To learn more about how Zika breaches the placenta, Mysorekar, postdoctoral fellow Bin Cao and colleagues infected human placental cells with Zika virus. They found that exposure to the virus activated genes related to autophagy.

However, when the researchers treated the cells with drugs to ramp up the autophagy pathway, the number of cells infected with Zika virus increased. Drugs that suppressed autophagy resulted in fewer placental cells infected with Zika virus. In other words, the virus multiplied and spread more effectively when the researchers dialed up the barrier response, and performed more sluggishly when they dialed it down. The virus seemed to be doing a form of microbial martial arts, turning the body’s weapons to its own advantage.

Mysorekar and colleagues verified these findings using mice whose autophagy response was hobbled by low levels of a key autophagy protein. They infected two groups of pregnant mice with Zika: one in which the autophagy process was disrupted and the other in which it worked normally.

Five days after infection, the mothers with a weak autophagy response had about the same amount of virus in their bloodstreams as the mice with a normal response. However, in mice with a weak autophagy response, the researchers found 10 times fewer viruses in the placenta and the heads of the fetuses and less damage to the placentas.

Since hydroxychloroquine suppresses the autophagy response, the researchers questioned whether it also could protect fetuses against Zika.

To find out, they repeated the mouse experiment using only mice with a normal autophagy response. Female mice at day nine of pregnancy were infected with Zika and then dosed with hydroxychloroquine or placebo every day for the next five days.

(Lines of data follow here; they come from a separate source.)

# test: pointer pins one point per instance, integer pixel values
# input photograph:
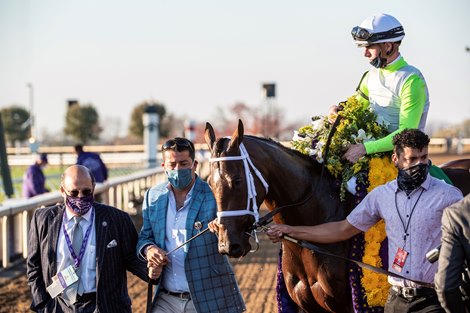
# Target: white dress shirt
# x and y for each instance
(88, 263)
(174, 275)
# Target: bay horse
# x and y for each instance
(246, 171)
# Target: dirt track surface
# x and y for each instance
(256, 276)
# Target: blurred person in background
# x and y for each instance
(34, 181)
(93, 162)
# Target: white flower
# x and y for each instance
(381, 121)
(318, 124)
(361, 136)
(317, 151)
(297, 137)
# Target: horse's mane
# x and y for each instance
(286, 149)
(222, 143)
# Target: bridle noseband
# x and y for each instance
(251, 188)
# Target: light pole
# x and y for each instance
(33, 144)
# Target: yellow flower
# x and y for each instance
(375, 285)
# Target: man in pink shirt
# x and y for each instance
(412, 207)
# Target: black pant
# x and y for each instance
(425, 304)
(59, 305)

Following treatment, the researchers found significantly less virus in the fetuses and placentas from the mice that had received hydroxychloroquine. In addition, these placentas showed less damage and the fetuses regained normal growth. Both the untreated and the treated mothers had about the same amount of Zika virus in their bloodstreams, indicating that hydroxychloroquine was able to protect fetuses even when the virus was circulating through the mother.

Although hydroxychloroquine has been used safely in pregnant women for short periods of time, the researchers caution that further studies are needed before it can be used in pregnant women to fend off Zika. Pregnant women living in areas where Zika circulates may need to take the drug for the duration of their pregnancies, and the safety of hydroxychloroquine for long–term use is unknown.

“We would urge caution but nevertheless feel our study provides new avenues for feasible therapeutic interventions,” said Mysorekar, who is also co–director of the university’s Center for Reproductive Health Sciences.